What `dft_plus_u=` does inside¶

Per (atom, l) channel, the AOs in that channel form a (2l+1)- dimensional block — for l=2 that’s 5 AOs per Ni atom.
Each SCF iteration computes n^{A,l} = (S P S)_{(A,l)} (per spin σ in the open-shell case). For multi-k periodic systems this is averaged over the k-mesh as n = Σ_k w_k Re[(S(k) P(k) S(k))_{(A,l)}].
The Dudarev energy E_σ = (U_eff/2)(tr n − tr n²) is added to the electronic energy.
The corresponding V_AO is sandwiched with S and added to the AO Fock (or to each F(k) for multi-k via a real-space-convolution path that keeps DIIS / FDS / diag all consistent).

What’s wired today¶

Molecular RHF / RKS / UHF / UKS — energy + analytic gradient.
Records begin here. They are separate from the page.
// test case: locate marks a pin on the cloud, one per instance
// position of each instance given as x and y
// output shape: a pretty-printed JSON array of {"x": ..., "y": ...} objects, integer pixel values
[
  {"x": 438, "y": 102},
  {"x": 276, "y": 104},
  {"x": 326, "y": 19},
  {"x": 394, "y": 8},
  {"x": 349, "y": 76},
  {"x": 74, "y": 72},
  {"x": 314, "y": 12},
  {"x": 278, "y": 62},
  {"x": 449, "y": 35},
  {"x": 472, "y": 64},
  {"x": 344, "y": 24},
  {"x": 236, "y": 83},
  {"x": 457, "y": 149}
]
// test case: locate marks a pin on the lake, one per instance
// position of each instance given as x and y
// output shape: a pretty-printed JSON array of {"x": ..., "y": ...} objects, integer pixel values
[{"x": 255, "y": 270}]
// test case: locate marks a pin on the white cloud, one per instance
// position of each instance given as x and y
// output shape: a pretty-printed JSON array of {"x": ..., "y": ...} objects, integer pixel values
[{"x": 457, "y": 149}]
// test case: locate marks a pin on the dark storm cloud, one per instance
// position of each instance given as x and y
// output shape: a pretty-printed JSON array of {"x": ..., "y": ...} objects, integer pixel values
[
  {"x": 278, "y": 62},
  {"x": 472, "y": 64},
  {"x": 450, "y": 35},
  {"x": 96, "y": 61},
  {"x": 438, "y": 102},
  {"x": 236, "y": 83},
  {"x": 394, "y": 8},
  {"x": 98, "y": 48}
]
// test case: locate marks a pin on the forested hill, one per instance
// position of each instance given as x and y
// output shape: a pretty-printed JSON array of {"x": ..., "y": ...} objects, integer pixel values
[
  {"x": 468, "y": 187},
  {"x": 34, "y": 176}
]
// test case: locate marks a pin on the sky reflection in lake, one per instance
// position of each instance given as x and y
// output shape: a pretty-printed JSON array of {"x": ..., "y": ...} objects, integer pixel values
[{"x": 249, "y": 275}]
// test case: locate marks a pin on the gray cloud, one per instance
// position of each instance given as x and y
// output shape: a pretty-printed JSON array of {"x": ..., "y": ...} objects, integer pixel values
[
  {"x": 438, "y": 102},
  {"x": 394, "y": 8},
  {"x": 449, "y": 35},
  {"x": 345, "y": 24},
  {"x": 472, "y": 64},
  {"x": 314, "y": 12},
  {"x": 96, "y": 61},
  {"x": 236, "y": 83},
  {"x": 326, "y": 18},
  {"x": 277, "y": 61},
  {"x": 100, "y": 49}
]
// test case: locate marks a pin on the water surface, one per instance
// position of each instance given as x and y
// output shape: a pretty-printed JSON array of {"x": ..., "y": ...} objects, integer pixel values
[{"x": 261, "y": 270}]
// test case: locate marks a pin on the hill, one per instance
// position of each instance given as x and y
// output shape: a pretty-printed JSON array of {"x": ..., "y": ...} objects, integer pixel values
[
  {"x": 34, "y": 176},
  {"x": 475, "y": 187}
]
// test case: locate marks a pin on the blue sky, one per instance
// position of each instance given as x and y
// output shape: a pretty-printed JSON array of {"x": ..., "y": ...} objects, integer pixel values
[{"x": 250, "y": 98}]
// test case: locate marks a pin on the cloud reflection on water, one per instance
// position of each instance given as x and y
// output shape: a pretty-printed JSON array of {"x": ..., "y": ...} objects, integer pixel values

The gradient passes finite-difference parity at the µHa/bohr level on H₂O / N₂ / CH₃ test systems.
vq.run_job(..., optimize=True, dft_plus_u=[...]) — geometry optimisation with +U works end-to-end for molecules.
Γ-only periodic RHF / RKS — energy.
Multi-k periodic RKS — energy.
Multi-k periodic UHF / UKS via the BIPOLE drivers — energy.

What’s queued¶

Periodic +U gradients. The per-spin per-k Fock contribution is variational, but the corresponding Pulay overlap-gradient contribution for periodic systems is not yet plumbed. Until that lands, periodic optimize=True jobs that pass dft_plus_u= silently miss a O(few mHa/bohr) Pulay term on the +U-affected atoms.

Common pitfalls¶

U is per (atom, l) — not per orbital. Passing l=2 on a Ni atom in a basis whose d-channel actually has two shells (e.g. a TZ basis with 4d outer-core polarisation in addition to 3d) puts all of them in the same Mulliken block. If you want a single 3d-shell projector you need a basis that doesn’t expose the second.
U_ev is in eV — U_eff_hartree (HartreeAU) is what the kernel uses internally. The HubbardSite dataclass converts for you.
Citation discipline (CLAUDE.md § 8). When a job uses +U, Dudarev 1998 + Cococcioni 2005 fire automatically into the end-of-run citation block. Don’t re-cite them by hand in tutorials.